9. Target only the right partnerships. Rather than looking across the ocean of potential fintech partners in a line of business – for instance, in lending or payments – identify the specific pain point you have and target vendors known to address that point specifically. Get the help of an experienced advisor who understands your business and knows the fintech ecosystem well to help you efficiently and effectively drill down to address the right pain points and execute the best solution.

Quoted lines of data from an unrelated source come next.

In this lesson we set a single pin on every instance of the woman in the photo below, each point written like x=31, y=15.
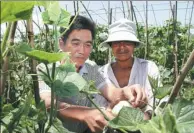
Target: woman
x=127, y=70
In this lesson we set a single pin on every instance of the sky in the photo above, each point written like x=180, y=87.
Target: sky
x=158, y=11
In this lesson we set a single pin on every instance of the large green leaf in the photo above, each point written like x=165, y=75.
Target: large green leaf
x=55, y=15
x=184, y=114
x=58, y=127
x=161, y=92
x=13, y=118
x=160, y=124
x=64, y=19
x=16, y=10
x=41, y=56
x=68, y=83
x=128, y=119
x=54, y=11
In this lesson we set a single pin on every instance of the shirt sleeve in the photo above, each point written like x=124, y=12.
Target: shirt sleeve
x=99, y=79
x=43, y=87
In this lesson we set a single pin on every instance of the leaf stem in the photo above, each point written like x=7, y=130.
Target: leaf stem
x=105, y=116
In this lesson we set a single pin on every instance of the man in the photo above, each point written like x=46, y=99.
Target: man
x=76, y=111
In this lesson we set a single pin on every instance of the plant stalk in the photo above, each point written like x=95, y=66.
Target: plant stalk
x=177, y=86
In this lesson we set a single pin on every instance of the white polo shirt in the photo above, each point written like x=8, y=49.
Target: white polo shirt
x=139, y=75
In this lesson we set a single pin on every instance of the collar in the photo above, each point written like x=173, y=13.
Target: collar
x=83, y=70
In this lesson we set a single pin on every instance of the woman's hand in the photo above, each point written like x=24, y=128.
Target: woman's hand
x=136, y=95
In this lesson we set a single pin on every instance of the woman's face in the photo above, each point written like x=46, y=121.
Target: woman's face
x=123, y=50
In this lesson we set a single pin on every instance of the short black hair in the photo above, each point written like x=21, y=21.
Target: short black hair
x=79, y=23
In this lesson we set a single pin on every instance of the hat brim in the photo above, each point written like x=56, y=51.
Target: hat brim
x=119, y=36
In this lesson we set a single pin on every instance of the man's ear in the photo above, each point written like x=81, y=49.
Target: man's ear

10. Look for a scalable way to build trust. The very nature of financial services requires trusting institutions with highly sensitive personal information. Customers are often asked to provide earnings histories, social security numbers, detailed contact information, and additional measures of overall financial health. They are also at times asked to send their hard-earned money halfway around the globe. New technologies in financial services demand a higher level of trust than new technologies in many other industries – even for Millennials, who have a lower bar for adopting unfamiliar digital services. To build this trust, transparency is key.
*These lessons were drawn from remarks made by various conference speakers, in particular Chris Larsen of Ripple Labs, Dan Kimerling of Silicon Valley Bank, Scarlett Sieber of BBVA, and Matt Openheimer of Remitly, among others.
Jessica Renier is a Manager in Deloitte Consulting LLP’s Strategy and Operations practice focused on the banking industry and Blockchain technology. Jessica spent five years with the Federal Reserve Bank prior to joining Deloitte, and holds an MBA from Stanford University’s Graduate School of Business.